BGH v. 12.7.2018 - I ZR 74/17

Verwechslungsgefahr zwischen Zeichen im IT-Bereich

Bei der Feststellung der klanglichen Ähnlichkeit spricht der Umstand, dass bei der Aussprache einer mehrsilbigen Klagemarke, nicht aber der angegriffenen Bezeichnung zwischen einzelnen Silben eine Lippenumformung zu erfolgen hat (hier: Übergang von "com-" zu "-bit"), wegen der Möglichkeit der undeutlichen Aussprache für die Ähnlichkeit der Zeichen.

Der Sachverhalt:

Die Klägerin ist ein in Konstanz ansässiges Unternehmen, das sich mit der Entwicklung, Herstellung und Vermarktung von Hard- und Software in der Computerbranche sowie Serviceleistungen und Schulungen hierfür befasst. Sie vertreibt die Software "combit Relationship Manager", "combit CRM Software" und "combit Adress Manager" für Unternehmen jeglicher Branche. Die Klägerin ist u.a. Inhaberin der Unionswortmarke Nr. 001729367 "combit".

Die Beklagte ist ein Unternehmen mit Sitz in Israel, das über seine Homepage weltweit Computerprogramme anbietet. Diese Homepage verfügt über einen "e-Store", der im Zeitpunkt der beanstandeten Verletzungshandlung in deutscher Sprache abrufbar war und über den Produkte zur Lieferung nach Deutschland bestellt werden konnten. Die Beklagte vertreibt zudem eine Professional-Service-Automation-Software mit der Bezeichnung "Commit CRM" an IT-Dienstleistungsunternehmen. CRM ist die Abkürzung für "Customer Relationship Management".
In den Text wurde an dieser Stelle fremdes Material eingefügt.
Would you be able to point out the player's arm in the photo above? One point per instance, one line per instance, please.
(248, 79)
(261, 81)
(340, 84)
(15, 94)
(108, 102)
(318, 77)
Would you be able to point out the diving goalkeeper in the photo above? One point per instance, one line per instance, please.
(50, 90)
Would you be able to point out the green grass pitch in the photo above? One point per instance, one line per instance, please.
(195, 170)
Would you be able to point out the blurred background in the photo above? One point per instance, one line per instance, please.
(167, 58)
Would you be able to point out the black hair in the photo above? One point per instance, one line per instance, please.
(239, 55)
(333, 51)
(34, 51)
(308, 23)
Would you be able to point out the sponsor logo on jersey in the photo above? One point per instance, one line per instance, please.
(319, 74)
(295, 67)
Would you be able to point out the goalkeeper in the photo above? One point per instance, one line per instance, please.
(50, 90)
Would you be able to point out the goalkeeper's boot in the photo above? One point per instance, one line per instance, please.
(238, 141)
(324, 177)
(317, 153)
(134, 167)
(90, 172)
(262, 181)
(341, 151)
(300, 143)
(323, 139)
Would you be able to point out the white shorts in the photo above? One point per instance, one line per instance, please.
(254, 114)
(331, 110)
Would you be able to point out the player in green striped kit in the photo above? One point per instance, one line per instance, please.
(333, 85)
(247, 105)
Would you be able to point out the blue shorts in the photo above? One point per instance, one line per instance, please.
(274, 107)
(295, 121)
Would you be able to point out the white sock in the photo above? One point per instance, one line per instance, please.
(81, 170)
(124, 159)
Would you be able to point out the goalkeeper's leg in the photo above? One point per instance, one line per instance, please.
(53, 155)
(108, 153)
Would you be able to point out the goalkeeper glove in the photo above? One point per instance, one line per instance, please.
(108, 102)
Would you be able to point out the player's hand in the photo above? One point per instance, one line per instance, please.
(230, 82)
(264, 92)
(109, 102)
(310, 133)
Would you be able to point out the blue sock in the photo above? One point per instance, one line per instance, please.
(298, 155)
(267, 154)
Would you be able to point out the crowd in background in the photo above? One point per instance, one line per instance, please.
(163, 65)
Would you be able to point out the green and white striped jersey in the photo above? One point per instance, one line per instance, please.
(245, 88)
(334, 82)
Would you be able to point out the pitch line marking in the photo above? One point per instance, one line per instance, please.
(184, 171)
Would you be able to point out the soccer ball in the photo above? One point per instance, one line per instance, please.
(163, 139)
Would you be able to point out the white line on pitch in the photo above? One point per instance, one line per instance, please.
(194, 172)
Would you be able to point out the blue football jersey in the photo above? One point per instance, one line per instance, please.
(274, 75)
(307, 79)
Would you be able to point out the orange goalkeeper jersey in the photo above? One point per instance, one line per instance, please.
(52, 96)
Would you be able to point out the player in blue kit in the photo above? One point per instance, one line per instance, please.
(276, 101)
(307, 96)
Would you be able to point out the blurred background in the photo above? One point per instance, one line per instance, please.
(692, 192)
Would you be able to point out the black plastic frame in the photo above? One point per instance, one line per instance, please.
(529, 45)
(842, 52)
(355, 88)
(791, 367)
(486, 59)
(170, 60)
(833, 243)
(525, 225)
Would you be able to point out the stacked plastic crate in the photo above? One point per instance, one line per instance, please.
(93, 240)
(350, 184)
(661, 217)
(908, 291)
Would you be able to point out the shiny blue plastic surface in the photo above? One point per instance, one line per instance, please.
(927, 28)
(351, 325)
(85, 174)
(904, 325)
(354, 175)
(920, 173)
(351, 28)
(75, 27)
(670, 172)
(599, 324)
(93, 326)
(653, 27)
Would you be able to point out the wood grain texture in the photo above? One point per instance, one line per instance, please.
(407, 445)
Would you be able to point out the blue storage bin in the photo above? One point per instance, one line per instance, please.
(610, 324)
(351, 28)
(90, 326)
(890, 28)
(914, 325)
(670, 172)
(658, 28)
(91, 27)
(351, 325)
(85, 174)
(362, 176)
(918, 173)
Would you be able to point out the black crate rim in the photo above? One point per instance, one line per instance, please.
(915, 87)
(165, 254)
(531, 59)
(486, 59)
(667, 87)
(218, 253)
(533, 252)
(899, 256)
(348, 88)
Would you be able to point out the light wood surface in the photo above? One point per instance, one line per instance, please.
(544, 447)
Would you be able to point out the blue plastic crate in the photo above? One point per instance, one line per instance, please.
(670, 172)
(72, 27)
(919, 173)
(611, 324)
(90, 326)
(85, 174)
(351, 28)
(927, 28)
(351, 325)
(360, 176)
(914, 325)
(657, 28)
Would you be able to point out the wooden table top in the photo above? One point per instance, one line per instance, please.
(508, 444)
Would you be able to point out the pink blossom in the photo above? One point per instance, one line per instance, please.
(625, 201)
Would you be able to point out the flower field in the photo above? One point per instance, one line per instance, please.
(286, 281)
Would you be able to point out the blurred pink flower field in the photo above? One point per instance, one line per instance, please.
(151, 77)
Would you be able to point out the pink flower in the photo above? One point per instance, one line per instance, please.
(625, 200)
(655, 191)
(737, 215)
Die Klägerin hielt die Bezeichnung "Commit" für Software für markenverletzend. Sie hat die Beklagte im August 2010 erfolglos abgemahnt. Nach Erhalt der Abmahnung programmierte die Beklagte ihre Homepage so, dass von Deutschland aus die Seite nicht aufgerufen und auch keine Produkte bestellt werden konnten. Daraufhin hat die Klägerin gerichtlich beantragt, die Beklagte unter Androhung der gesetzlich vorgesehenen Ordnungsmittel zu verurteilen, es zu unterlassen, in der EU im geschäftlichen Verkehr ohne Zustimmung der Klägerin die Bezeichnung "Commit" für Software zu verwenden und/oder unter der Bezeichnung Waren anzubieten, in den Verkehr zu bringen und/oder das Zeichen in der Werbung zu benutzen.

Das LG hat der Klage für das Gebiet der Bundesrepublik Deutschland stattgegeben. Auf die Berufung der Klägerin hat das OLG zunächst den EuGH zur Vorabentscheidung angerufen und die Berufung nach dessen Entscheidung zurückgewiesen. Auf die Revision der Klägerin hat der BGH das Berufungsurteil aufgehoben und die Sache zur erneuten Verhandlung und Entscheidung an das OLG zurückverwiesen.

Gründe:

Das Berufungsgericht hat keine Feststellungen dazu getroffen, ob die Klägerin die Klagemarken rechtserhaltend benutzt hatte und ob die angegriffene Verwendung durch die Beklagte markenmäßig erfolgt war. Beides ist mithin für die Revisionsinstanz zugunsten der Klägerin zu unterstellen.

Die Prüfung der Verwechslungsgefahr durch das Berufungsgericht war nicht frei von Rechtsfehlern. Insbesondere ist die Annahme, die bildliche und klangliche Zeichenähnlichkeit werde durch den abweichenden Sinngehalt des englischen Worts "commit" neutralisiert, nicht frei von Rechtsfehlern. Bei der Feststellung der klanglichen Ähnlichkeit spricht der Umstand, dass bei der Aussprache einer mehrsilbigen Klagemarke, nicht aber der angegriffenen Bezeichnung zwischen einzelnen Silben eine Lippenumformung zu erfolgen hat (hier: Übergang von "com-" zu "-bit"), wegen der Möglichkeit der undeutlichen Aussprache gerade für die Ähnlichkeit der Zeichen.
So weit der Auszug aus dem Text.